Fletcher should have no difficulty in keeping India on winning path

April 28, 2011 02:00 am | Updated September 27, 2016 08:10 pm IST - London:

As Duncan Fletcher takes over as India's coach he will have two major concerns. Can he improve on India's present stellar position in world cricket and how will he get along with the media in a country where there are millions clamouring for news every day.

No doubt he will be confident that he can keep India on the upward path immediately after their success in the World Cup. They are flying high under their captain M.S. Dhoni and there is a rich vein of talent desperate to get into the team.

If Fletcher could turn England into winners he should have no difficulty in keeping India on the winning path.

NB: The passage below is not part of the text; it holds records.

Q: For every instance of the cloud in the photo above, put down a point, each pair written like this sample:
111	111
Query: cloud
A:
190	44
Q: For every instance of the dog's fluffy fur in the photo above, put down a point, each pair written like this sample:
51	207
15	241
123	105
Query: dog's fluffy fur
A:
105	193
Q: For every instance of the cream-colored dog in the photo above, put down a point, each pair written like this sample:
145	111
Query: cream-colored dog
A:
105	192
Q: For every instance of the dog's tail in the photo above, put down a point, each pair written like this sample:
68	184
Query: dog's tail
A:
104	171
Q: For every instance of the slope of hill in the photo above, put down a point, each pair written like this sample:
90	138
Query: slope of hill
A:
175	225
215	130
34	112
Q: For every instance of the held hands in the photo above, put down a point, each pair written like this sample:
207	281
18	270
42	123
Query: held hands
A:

He never found friends in the English media pack who felt he distrusted them. There is usually someone in every press box boasting about his direct line to the coach; I never heard that while Fletcher was in-charge. Yet he appeared to get along comfortably with the South African journalists so perhaps it was our own fault. The competition is much greater in England. How will it be in India with its hundreds of newspapers in many different languages?

Saved by captains

He was saved in England by two captains — Nasser Hussain and Michael Vaughan. Both liked to talk, both knew every journalist in the pack and their press conferences and TV and radio interviews were both colourful and interesting.

Within minutes of the announcement Vaughan had told his Twitter followers “Fletcher's biggest challenge will be the media. He has never really understood how it worked.”

In a TV interview Hussain added: “He will be under even greater pressure from the media in India.”

I met him on his first tour of South Africa before a one-day international. We had a brief but pleasant chat and England won a superb victory which should have made Fletcher happy. But when I found myself in a lift with him afterwards and said “It must have been a great start for any coach” he gave me a suspicious look before saying “yes” — very quietly — as he got out.

Yet there is no doubt that in every other way Fletcher is an admirable coach. He got more out of Alec Stewart who had never played well against spin until he came under Fletcher's wings, he encouraged the use of the sweep and he seemed to guide Graeme Hick find the maximum runs. His great achievement was to bring the best from Andrew Flintoff as England won back the Ashes.

When Fletcher took charge Flintoff was at the crossroads. No one was sure whether he would finish as an all-rounder in the same street as Ian Botham and Imran Khan or drop out of the game as a fat failure.

It must be due in part to Fletcher that the slimmed down Flintoff — despite his miserable time as captain, his exploits on a pedalo in West Indies and his wish to spend too much time drinking — had several memorable years.

For that reason alone there will be many cricket people in England watching Fletcher's journey through India with huge interest.